Epitome of gracious screen-sharing that he is, Mr Bachchan simply slows down to let his little co-star to take centrestage, bowing to the little actor's consummate naturalness even when faced with very adult problems like corruption in politics, the redundancy of democracy and yes, the validity and imperativeness of the vote.
Firing a topical salvo this ballot drama is speckled with some disarming display of feisty homilies. The film builds on the premise of a benign ghost's friendship with the slum-kid without allowing the narrative to become a flashy showcase for either of the two actors' performing abilities.
The film has three heroes, the third being the strong sometime over-assertive political message: If you don't vote for the right people you will end up with the wrong people in the legislature.
Boman Irani as the slimy politician enriches the political drama further by providing a tangy tangible flavour of decay and corruption in this amiably contoured morality tale.
Director Tiwari's heart bleeds for the country's electoral crisis. No matter who wins the elections, the public loses. This statement is put across with a fluid forcefulness allowing space for thoughtful verbose passages on why and how the corrupt rule the nation.
Towards the end-game the narrative gets heavy-handed with an excess amount of speeches and sermons. But the narrative's conscience is never compromised for the sake of brevity or excitement.
The plot takes its time to build an enduring relationship between the homeless ghost and the slum-kid. The dialogues that bind the two unlikely friends, separated by a good 60 years, are crisply written. The spoken lines are frequently driven by a desperately urgent need to bring about a change in our governance.
While the Big B and his little wunder-kid of a co-star dominate the proceedings, they get ample support from a bevy of talented actors both known and unknowns who pop up as ghosts, scumbags, poverty-stricken people and other misfits.

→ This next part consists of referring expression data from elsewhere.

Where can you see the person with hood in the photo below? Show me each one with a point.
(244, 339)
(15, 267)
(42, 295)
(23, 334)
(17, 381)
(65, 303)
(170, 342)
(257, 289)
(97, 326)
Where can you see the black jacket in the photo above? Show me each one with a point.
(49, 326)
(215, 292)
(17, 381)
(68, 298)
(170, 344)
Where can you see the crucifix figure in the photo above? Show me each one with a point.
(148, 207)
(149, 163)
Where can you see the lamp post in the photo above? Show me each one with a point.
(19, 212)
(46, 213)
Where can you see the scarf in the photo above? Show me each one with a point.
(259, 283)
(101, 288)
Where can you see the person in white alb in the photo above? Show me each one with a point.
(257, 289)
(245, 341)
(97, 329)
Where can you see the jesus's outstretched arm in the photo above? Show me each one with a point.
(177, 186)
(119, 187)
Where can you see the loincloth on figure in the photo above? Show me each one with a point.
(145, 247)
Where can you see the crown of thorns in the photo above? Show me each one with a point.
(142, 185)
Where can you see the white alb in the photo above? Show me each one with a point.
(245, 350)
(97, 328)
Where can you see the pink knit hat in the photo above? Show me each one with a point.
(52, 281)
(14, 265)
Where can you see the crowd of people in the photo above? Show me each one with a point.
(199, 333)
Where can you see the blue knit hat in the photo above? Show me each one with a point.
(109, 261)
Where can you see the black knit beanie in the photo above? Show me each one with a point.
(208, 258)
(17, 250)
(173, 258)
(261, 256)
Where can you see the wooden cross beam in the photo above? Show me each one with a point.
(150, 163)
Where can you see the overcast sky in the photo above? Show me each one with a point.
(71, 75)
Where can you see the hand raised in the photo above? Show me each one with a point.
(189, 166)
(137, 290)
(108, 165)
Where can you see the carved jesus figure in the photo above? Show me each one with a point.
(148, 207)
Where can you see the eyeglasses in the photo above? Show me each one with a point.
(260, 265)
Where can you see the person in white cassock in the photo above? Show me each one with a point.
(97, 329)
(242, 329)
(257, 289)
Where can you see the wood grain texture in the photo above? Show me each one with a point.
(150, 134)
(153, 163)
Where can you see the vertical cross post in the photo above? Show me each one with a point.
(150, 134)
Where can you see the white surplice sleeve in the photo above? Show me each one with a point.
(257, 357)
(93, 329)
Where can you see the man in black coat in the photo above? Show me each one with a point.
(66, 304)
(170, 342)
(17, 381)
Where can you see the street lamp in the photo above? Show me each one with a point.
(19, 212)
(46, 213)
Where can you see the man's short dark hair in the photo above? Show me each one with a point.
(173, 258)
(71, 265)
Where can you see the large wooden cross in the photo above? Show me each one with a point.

The songs appear with ghoulish delight.You simply have to see Partho and his distinguished co-star match steps in the "Party Toh Banti Hai" song.
Cinematographer Kanwaljeet Niyogi shows a remarkable aversion to loud colours, instead capturing crowds of expectant voters in narrow spaces where they seem to exist in no fear of moral asphyxiation. We are a thick-skinned democracy. Still, those candid shots of the poor, hungry and the deprived in the song "Sahib nazar rakhna" would move even the most hardened cynic to tears.
"Bhootnath Returns" dissolves those walls of cynicism that we've built to protect our conscience from politics. It gives us a vivid if somewhat didactic view of a democracy that mocks the very multitude that believes in it. During this season of heavy electioneering a light heartfelt take on the vote bank is just what the doctor prescribed. Tiwari delivers a spirited statement on the quality of political life in apna bhaarat mahaan.
And yes, Amitabh Bachchan and Parth Bhalerao are the coolest pair of dudes since Jai and Veeru.